'Drug driving': Arrests at funeral of man with bikie links
WHAT WE KNOW:
- Police say six people who attended the funeral were charged with drug driving before and after the service
- Police say no Black Uhlan M.C. members -- the group involved -- will be charged under Queensland's anti-bikie VLAD laws
- Taskforce Maxima -- the QPS unit -- sent two of officers to assist Gladstone police
- It was a funeral for James John Gurney Henzell, who took his own life
- Weeks before his death, he described how he wanted to be farewelled by his 'brothers', wearing their 'colours'
The Commander of Taskforce Maxima has confirmed no Black Uhlan M.C. members will be charged under Queensland's anti-bikie VLAD laws.
Detective Superintendent Michael Niland said Friday's funeral procession did not contravene VLAD laws.
"At most of these funerals the procession is being led by two outlaw motorcycle gang members in colours and this was the case [on Friday]," Det Niland said.
Having assisted regional police in around eight funeral processions involving outlaw bikies across the state and similar to the one held by the Black Uhlans M.C.'s on Friday, Det Niland said funerals were "tricky" for police.
"We try to protect the sanctity of the occasion and try to give as much leeway as we can," he said.

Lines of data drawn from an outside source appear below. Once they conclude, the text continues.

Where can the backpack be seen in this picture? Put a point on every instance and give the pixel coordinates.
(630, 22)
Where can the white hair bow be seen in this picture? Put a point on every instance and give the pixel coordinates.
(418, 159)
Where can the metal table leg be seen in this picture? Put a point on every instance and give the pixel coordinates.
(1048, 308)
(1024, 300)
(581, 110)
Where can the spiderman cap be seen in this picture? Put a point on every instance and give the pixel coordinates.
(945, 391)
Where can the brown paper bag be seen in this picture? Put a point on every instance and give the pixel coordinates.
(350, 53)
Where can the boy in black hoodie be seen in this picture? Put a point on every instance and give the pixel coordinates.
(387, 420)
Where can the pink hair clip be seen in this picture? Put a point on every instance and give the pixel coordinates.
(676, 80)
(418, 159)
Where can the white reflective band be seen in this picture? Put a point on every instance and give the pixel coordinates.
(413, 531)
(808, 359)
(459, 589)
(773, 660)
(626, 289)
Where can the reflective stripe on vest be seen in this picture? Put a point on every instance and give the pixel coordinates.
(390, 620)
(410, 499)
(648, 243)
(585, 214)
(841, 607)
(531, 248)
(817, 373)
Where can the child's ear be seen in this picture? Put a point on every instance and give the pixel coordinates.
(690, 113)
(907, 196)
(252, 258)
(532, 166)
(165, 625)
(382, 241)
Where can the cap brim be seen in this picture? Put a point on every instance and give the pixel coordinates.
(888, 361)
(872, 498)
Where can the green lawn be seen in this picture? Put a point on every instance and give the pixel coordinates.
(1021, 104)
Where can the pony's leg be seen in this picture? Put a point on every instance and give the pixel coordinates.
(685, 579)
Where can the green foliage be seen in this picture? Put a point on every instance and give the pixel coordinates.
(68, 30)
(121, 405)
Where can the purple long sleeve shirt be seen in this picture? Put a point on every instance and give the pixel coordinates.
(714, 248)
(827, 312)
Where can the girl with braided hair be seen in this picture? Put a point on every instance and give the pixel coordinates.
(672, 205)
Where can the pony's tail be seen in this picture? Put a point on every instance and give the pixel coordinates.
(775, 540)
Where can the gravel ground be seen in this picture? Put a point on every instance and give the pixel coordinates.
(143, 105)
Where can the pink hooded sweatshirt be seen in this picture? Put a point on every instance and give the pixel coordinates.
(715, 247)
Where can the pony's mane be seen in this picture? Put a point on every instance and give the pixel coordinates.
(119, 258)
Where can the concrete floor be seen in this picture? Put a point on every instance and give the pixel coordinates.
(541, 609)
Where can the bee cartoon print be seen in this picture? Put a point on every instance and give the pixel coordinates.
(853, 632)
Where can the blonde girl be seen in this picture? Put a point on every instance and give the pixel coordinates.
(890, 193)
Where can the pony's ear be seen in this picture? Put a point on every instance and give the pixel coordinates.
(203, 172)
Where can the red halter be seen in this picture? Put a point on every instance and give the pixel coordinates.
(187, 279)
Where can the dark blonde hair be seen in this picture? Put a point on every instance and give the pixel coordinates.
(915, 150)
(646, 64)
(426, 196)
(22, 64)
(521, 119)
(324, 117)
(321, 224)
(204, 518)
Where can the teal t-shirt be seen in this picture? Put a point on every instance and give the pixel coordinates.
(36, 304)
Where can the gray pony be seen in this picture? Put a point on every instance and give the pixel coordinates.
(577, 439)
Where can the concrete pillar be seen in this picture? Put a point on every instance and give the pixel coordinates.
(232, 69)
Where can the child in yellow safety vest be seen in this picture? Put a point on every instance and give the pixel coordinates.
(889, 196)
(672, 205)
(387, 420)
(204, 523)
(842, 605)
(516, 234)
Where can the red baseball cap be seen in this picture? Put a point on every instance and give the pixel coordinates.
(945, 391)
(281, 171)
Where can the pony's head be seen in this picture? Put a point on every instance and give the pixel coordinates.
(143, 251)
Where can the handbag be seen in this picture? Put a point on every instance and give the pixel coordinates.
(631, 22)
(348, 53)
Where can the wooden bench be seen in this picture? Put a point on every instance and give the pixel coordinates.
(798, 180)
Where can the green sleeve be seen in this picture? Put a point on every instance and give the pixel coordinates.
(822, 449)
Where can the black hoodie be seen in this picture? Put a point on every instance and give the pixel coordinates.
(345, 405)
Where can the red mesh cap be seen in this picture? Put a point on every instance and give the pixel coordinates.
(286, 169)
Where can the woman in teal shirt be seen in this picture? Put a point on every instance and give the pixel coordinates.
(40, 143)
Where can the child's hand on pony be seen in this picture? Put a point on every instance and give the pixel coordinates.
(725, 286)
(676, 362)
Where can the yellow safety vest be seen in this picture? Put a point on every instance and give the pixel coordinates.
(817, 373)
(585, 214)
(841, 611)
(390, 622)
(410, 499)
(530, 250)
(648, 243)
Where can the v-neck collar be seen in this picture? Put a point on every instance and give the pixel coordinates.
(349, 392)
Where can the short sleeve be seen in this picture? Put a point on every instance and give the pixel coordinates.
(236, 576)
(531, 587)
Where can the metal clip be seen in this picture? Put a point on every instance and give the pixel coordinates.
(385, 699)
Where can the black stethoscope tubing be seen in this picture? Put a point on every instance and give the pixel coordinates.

Taskforce Maxima confirmed they sent two road traffic police to assist Gladstone police officers.
"We don't believe it was [an] excessive [show of force]," Det Niland said.
"We only sent two members of Maxima at the time and as a result six offenders were caught drug driving.
"Six offenders were arrested for drug driving prior to and post the funeral," he said.
Det Niland said police had intelligence before the procession took place and had made contact with the "persons responsible for conducting the procession on the day".
Acting under the strict VLAD laws introduced by the Newman government, up to 30 police officers altogether blocked roads around the parklands, conducted roadside drug tests and watched on during the funeral service.